Nous sommes des personnes autistes. Certaines d’entre nous sont parents d’enfants autistes aussi et nous connaissons les enjeux de la parentalité « autiste ». Il existe d’autres moyens, comme l’éducation positive, qui permettent de meilleures relations entre les parents et leurs enfants, dans la fratrie… entre tous !

 

Est-ce nécessaire de « casser » nos jeunes à coups de récompenses ou non afin qu’ils vivent bien en société ? Nous ne le croyons pas, non.

 

Est-ce que l’inclusion des personnes jugées « dérangeantes » passe inexorablement par ce genre de programme ? Nous ne le croyons pas, non.

 

La bonne entente, les liens familiaux sains et l’inclusion passeront par l’acceptation des différences et le fait de travailler avec celles qui dérangent vraiment en encourageant les changements d’attitude par exemple venant de l’intérieur plutôt que de l’extérieur comme ce programme le prône.

 

Sinon, entre avoir un chiot qui doit apprendre la propreté et un enfant, il n’y aurait pas de différence. 

 

Hypersensibilités sensorielles

Rappelons aussi que nous sommes souvent hypersensibles dans notre être et face à notre environnement, ce qui peut occasionner certains comportements qu’on dit dérangeants. 

 

Ce n’est pas en forçant les jeunes autistes à s’adapter à ce genre d’environnement qu’ils seront des citoyens heureux et qu’ils agiront comme les allistes (personnes non autistes). 

 

C’est en les encourageant à être qui ils sont vraiment dans différents environnements qu’ils apprendront à se connaître et qu’ils apprendront à interagir avec les autres.

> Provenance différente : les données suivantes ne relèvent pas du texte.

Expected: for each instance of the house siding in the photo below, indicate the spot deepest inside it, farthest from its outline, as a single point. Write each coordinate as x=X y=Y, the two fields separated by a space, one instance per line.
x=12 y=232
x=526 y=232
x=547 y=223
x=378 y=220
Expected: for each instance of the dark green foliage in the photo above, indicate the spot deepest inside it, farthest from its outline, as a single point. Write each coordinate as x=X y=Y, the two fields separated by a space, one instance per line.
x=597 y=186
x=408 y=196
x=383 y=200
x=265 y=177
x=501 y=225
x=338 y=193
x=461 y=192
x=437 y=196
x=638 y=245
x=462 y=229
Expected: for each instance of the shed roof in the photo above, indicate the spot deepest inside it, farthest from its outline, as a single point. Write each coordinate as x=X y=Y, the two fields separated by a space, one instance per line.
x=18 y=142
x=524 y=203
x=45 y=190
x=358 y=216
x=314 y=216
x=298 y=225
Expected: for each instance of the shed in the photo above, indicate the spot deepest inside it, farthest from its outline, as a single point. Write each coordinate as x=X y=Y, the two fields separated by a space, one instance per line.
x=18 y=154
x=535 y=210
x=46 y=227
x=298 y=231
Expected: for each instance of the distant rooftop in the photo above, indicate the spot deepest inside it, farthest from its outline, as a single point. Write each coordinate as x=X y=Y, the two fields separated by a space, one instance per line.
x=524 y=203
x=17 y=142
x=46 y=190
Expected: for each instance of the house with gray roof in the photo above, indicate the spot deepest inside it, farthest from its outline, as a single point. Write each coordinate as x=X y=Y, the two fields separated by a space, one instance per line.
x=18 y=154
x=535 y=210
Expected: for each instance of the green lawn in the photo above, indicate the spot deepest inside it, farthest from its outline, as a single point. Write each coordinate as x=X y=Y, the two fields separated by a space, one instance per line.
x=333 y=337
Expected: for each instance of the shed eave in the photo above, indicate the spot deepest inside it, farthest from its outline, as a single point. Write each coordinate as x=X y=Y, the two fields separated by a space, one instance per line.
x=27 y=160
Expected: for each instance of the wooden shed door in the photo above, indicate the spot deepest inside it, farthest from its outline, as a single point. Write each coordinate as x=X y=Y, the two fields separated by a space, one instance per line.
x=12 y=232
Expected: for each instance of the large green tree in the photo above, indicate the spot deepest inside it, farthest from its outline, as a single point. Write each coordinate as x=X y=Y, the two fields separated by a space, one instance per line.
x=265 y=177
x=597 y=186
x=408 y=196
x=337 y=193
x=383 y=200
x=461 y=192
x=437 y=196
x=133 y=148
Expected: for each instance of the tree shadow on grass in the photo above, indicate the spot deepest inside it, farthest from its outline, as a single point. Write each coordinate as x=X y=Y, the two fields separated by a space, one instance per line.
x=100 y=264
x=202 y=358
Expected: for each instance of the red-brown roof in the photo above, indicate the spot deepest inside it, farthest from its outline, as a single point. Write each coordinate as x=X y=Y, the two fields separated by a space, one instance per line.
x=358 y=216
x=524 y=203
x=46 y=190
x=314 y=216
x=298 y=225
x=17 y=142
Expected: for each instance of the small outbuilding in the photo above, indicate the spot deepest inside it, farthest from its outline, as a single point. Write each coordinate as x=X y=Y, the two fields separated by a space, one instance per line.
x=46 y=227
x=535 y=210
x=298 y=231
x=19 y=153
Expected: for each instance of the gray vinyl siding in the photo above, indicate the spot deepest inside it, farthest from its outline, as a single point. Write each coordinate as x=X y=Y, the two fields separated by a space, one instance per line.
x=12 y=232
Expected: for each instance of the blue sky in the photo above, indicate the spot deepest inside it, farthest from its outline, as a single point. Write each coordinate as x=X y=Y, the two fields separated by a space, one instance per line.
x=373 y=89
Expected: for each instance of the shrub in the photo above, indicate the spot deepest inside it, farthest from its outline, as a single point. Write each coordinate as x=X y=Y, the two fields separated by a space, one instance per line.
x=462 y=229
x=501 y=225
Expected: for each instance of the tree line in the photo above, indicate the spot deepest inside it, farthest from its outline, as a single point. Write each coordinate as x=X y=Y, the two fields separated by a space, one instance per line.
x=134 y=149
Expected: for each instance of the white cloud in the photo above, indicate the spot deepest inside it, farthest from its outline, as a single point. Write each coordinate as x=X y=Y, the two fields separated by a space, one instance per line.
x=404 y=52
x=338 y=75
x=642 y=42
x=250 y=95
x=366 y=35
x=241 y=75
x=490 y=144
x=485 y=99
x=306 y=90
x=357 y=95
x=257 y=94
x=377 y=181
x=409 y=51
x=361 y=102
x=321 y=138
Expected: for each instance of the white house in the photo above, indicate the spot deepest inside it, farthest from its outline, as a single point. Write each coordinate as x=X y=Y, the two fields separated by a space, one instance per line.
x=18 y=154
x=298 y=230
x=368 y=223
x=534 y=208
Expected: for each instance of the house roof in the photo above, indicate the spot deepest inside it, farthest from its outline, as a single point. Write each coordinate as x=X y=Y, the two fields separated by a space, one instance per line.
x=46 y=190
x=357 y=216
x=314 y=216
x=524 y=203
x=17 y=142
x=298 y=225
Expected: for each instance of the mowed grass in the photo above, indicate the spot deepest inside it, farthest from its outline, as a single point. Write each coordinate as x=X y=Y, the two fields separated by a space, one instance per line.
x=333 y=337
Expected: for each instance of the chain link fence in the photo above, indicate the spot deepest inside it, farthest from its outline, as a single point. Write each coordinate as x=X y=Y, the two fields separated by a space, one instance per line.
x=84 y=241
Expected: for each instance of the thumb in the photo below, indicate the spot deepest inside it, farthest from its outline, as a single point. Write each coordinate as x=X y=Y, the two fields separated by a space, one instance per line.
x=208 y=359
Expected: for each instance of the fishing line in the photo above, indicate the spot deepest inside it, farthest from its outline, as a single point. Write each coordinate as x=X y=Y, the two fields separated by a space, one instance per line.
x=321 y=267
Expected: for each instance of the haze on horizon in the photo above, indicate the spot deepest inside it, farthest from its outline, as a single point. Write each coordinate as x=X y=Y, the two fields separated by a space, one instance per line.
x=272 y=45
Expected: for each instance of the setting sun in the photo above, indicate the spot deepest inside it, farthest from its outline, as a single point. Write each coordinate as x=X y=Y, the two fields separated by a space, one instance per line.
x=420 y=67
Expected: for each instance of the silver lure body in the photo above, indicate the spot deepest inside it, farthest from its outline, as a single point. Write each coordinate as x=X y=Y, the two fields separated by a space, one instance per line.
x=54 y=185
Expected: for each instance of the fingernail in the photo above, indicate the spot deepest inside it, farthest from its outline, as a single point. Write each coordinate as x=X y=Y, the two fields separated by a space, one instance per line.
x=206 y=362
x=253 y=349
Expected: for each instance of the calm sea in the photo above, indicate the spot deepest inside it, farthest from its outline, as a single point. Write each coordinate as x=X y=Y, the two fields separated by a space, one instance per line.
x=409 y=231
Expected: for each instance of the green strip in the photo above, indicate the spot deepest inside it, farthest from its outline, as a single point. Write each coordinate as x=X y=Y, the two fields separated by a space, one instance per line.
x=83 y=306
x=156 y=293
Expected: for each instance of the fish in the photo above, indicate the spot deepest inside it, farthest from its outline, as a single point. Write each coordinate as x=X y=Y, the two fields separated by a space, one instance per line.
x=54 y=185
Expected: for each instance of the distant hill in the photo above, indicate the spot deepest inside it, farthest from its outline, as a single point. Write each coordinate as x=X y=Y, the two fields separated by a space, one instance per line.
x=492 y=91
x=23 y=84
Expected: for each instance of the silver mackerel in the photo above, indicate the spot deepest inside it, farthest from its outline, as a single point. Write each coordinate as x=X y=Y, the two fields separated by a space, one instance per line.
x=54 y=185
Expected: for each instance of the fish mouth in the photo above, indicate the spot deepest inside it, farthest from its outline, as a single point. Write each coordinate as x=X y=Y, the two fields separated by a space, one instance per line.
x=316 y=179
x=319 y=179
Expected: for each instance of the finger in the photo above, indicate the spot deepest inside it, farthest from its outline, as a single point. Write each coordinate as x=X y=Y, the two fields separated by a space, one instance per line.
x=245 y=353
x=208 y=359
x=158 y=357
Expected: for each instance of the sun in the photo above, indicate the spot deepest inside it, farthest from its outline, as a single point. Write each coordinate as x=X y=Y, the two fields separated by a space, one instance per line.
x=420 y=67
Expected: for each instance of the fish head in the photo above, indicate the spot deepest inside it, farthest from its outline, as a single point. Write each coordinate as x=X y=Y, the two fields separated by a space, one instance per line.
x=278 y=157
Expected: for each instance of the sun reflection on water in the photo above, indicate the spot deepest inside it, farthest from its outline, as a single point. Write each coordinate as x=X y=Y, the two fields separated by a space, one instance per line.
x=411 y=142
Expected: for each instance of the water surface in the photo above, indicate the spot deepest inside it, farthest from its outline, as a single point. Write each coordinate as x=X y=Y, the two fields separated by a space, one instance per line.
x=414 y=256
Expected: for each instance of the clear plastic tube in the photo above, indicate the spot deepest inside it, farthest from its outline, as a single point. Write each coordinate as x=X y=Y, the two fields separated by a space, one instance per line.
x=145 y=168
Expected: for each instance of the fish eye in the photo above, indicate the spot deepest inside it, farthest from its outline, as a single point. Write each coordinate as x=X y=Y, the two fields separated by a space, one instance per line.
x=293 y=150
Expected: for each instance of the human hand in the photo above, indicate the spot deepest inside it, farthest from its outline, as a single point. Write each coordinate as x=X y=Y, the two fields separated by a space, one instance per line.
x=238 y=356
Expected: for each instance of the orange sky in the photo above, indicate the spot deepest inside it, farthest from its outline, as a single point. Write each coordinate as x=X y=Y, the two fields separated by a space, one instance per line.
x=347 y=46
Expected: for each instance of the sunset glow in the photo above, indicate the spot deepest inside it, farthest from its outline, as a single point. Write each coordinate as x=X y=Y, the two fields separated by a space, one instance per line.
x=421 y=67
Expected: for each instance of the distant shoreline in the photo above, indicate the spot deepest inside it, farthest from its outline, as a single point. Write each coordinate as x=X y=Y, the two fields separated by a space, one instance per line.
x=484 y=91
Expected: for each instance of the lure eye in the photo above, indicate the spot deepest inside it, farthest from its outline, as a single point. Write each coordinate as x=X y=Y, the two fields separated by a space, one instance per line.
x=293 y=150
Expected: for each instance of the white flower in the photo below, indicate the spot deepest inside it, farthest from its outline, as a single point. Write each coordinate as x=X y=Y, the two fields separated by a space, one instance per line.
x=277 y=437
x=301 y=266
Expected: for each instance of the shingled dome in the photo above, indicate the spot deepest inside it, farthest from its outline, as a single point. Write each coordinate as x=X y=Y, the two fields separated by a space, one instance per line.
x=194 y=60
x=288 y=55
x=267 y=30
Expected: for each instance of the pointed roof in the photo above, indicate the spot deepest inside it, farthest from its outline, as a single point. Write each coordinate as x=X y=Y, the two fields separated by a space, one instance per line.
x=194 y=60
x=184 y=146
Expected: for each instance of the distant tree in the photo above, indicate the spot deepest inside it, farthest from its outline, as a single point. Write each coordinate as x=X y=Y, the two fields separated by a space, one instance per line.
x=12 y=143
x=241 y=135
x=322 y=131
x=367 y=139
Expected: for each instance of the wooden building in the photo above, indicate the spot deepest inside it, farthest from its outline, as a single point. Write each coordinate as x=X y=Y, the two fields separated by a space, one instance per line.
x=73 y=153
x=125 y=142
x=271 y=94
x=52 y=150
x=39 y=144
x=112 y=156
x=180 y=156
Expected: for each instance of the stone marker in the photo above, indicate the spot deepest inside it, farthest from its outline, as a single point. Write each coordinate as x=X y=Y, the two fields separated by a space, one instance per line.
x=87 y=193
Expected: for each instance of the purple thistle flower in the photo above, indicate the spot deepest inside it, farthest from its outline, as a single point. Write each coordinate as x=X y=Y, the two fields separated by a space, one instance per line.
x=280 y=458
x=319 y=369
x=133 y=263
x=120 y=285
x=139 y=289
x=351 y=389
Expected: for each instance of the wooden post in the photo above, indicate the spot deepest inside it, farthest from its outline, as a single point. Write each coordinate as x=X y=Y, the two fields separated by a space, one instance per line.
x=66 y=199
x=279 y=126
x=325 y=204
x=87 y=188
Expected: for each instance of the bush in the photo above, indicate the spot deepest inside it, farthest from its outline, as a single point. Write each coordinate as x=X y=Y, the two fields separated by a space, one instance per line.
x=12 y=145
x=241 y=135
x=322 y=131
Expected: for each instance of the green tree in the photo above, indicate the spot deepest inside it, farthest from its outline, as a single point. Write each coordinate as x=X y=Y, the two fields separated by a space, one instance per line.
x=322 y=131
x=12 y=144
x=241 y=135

Ce n’est qu’ainsi qu’ils découvriront le véritable sens du bonheur et qu’ils seront conscients que les actions qu’ils posent peuvent avoir une incidence sur leur entourage.

 

Tenter de faire entrer un carré trop grand dans un cercle trop petit ne peut qu’être souffrant! Même si on donne des points de récompense, une sortie à l’arcade ou un sous-marin de 7 pouces ! Certaines d’entre nous n’auraient pas eu la force de survivre dans ce genre de « camp » de conditionnement. 

 

Là ou le défi se situe

Les jeunes ne sont pas toujours équipés pour comprendre les conséquences à leurs actions et leur entourage ne l’est pas toujours non plus quand vient le temps de leur expliquer.

 

Le défi ne se situe pas dans « l’entraînement », mais dans l’accueil et la compréhension des jeunes et, nous le répétons, dans une éducation positive.

 

Nous sommes plusieurs à donner dans la sensibilisation à l’autisme et nous avons été fortement interpellés par cet article. Force est d’admettre que les besoins en sensibilisation sont beaucoup plus grands que nous l’avions cru initialement.

 

Savoir que de tels programmes existent ici au Québec en 2024 nous sidère et nous espérons voir leur fin le plus tôt possible.